Monday, November 1, 2010

Vercovicium at Hadrians Wall

Vercovicium, now known as Housesteads Roman Fort, was an auxiliary fort on Hadrian's Wall, in the Roman province of Britannia. Its ruins are located at Housesteads in the civil parish of Bardon Mill in the English county of Northumberland.  The fort was built in stone around AD 124, soon after the construction of the Wall began in AD 122. Vercovicium was built overlying the original Broad Wall foundation and Turret 36b. The fort was repaired and rebuilt several times, its northern defences being particularly prone to collapse. It is likely that the site for the fort was chosen just as much for its strategic position commanding a gap in the Whin Sill ridge overlooking Knag Burn, as occupying a site on or close to a native settlement.

I explored the terrain and walked a mile or so along Hadrian's Wall to the high point to the West. 
What the Roman's brought to masonry in Britain is the unit, or brick.  Every stone was carefully hewn as to allow precise coursing and regularized alignments which alleviated the need for mortar.  Hadrian's Wall was 80 Roman miles (73.5 statute miles or 117 kilometres) long, its width and height dependent on the construction materials which were available nearby. The central section here measured eight Roman feet wide (7.8 ft or 2.4 m) on a 10-foot (3.0 m) base.
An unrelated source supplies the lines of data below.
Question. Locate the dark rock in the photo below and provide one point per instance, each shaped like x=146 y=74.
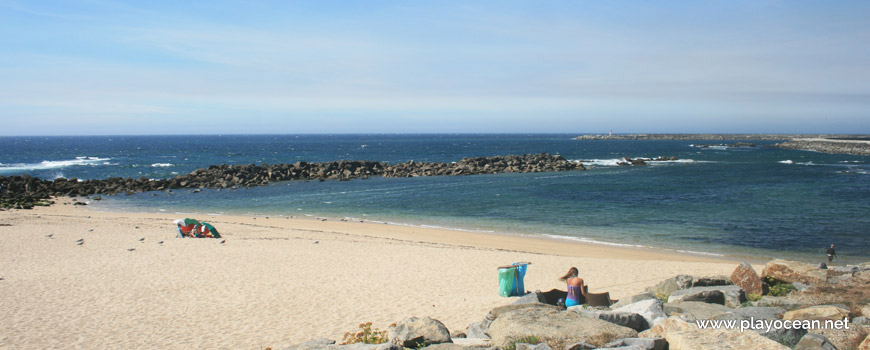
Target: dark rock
x=414 y=332
x=695 y=310
x=541 y=346
x=731 y=296
x=650 y=309
x=315 y=344
x=554 y=324
x=745 y=277
x=643 y=343
x=812 y=341
x=533 y=297
x=580 y=345
x=625 y=319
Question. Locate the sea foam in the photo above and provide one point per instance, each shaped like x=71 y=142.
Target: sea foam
x=56 y=164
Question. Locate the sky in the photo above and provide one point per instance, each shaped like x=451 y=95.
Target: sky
x=106 y=67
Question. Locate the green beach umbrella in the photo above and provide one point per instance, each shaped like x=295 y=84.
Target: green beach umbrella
x=189 y=221
x=212 y=230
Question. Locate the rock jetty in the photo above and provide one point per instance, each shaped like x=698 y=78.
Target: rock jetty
x=819 y=317
x=824 y=145
x=24 y=191
x=760 y=137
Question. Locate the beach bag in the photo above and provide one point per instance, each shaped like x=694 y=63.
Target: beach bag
x=510 y=280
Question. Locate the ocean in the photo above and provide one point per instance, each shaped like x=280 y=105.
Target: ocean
x=757 y=202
Some parts of this section of the wall survive to a height of 10 feet (3.0 m).  If an average of 50 bricks were used per lineal foot of the wall, approximately 24 million bricks were used in its construction, and that is not including the forts... To build this in six years, 10,000 bricks a day would have had to be made, which equates to 2000 men making 50 bricks a day.  That must have been a highly organized operation to make that happen!!!  One feature that makes the wall stick distinctive to me is how snakey is is.  It follows the terrain like it was meant to be there. Up and down, over hill and dale, stretching off to the horizon in an endless processional display of order that is in fact harmonious with the landscape.  There are walls all over Britain that have this same collusion.  You can't be offended by a sheep enclosing wall here, because it seems so natural.  Yet another example of how great structures seems to grow from their sites organically.